According to the literature, the most common Fusarium species responsive to human infections are F. solani (FSC, 50%), F. oxysporum (FOC, 14%), F. verticillioides (FFC, 11%), and F. moniliforme (FFC, 10%) [1]. The species found in our series are roughly the same mentioned above with the same order of medical importance except for F. lichenicola (FSC) which was isolated with the same proportion as F. solani and F. oxysporum. Fusarium oxysporum is the species most often isolated in toenails, while F. solani predominates in fingernails [6]. This repartition of the two species was noted mainly but not always. In contrast, in other studies carried out in Brazil, Calado et al. found only F. solani on 6 toenails and 1 fingernail onychomycosis [17]. Likewise, another study in Brazil showed that, out of ten cases of F. solani onychomycosis, eight were located on toenails and only two were on fingernails [11]. Among other species, we found F. moniliforme (FFC) with two cases like in the study of Ranawaka et al. in Sri Lanka [15] and F. subglutinans (FFC) in one case where other authors have found other species [11].

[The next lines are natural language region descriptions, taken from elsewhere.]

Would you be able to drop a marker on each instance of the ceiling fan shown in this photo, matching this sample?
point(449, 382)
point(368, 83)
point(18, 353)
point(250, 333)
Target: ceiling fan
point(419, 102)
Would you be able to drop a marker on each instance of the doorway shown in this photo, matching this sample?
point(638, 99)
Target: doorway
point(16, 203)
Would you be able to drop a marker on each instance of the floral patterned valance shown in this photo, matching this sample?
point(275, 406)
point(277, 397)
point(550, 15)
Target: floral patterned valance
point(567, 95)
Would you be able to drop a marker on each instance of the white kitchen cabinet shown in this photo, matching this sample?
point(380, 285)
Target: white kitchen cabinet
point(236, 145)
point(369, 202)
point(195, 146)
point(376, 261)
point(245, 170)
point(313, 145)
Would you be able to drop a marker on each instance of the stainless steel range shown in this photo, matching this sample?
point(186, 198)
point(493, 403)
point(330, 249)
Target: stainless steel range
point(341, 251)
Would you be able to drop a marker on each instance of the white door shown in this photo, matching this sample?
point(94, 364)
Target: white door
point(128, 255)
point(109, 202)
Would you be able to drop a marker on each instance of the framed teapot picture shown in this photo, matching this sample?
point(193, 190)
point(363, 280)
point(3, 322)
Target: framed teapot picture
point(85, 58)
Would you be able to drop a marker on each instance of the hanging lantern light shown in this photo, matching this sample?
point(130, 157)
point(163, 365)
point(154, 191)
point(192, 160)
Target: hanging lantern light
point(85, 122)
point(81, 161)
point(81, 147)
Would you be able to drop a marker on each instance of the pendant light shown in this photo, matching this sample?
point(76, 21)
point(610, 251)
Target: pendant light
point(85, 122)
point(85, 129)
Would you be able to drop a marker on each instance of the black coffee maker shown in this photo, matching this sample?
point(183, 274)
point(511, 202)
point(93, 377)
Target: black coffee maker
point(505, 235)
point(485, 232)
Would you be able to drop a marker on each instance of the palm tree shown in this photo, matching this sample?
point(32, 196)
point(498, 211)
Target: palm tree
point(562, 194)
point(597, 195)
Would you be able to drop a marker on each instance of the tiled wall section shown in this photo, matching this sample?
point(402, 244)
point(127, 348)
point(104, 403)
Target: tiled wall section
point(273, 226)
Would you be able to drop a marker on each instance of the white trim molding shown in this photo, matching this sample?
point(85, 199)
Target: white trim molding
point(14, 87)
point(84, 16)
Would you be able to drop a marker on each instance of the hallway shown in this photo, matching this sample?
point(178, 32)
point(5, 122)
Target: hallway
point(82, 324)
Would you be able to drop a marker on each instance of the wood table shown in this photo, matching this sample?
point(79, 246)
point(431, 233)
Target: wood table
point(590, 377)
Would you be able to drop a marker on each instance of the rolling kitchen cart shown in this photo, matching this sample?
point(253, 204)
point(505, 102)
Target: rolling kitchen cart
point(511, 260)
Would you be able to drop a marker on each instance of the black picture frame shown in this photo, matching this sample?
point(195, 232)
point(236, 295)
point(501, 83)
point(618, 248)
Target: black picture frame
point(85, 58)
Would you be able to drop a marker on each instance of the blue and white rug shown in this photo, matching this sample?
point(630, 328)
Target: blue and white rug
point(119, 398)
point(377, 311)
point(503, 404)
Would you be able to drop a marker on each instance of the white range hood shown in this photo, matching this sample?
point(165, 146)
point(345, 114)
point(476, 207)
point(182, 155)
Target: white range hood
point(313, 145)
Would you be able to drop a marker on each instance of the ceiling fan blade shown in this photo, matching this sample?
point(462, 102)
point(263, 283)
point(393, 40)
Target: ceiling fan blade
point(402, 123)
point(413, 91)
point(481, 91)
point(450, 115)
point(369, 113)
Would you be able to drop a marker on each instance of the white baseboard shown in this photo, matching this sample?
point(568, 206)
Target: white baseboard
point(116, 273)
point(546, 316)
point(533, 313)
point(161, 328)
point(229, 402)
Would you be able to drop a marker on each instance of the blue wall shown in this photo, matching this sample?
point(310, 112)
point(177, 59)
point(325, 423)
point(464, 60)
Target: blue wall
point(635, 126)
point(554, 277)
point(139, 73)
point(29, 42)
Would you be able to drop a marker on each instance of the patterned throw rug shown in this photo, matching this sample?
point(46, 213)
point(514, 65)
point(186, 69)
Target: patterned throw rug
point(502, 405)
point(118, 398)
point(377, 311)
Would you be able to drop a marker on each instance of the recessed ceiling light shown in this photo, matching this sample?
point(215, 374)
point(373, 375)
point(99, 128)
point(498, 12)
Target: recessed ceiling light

Concerning the treatment by terbinafine, it is explained that this molecule is among the rare available antifungals in Senegal, in a tablet form, with fluconazole. However, it is demonstrated that fluconazole is weakly active or inactive on filamentous fungi such as Aspergillus and Fusarium [19, 20].

5. Conclusion

The prevalence of Fusarium onychomycoses diagnosed in Dakar in the period 2014–2016 was not low and we remark that the number of cases increases throughout years. These infections were predominant in adults, especially in females. They are mostly located in toenails with a nonnegligible association with interdigital tinea pedis and affect immunocompetent patients. Although Fusarium onychomycosis is usually localized in immunocompetent individuals, it could also represent the portal of entry for disseminated diseases in immunocompromised patients such as diabetics. Hence, there is a need to carry out susceptibility tests to ensure better therapeutic management.

Conflicts of Interest

The authors declare that they have no conflicts of interest.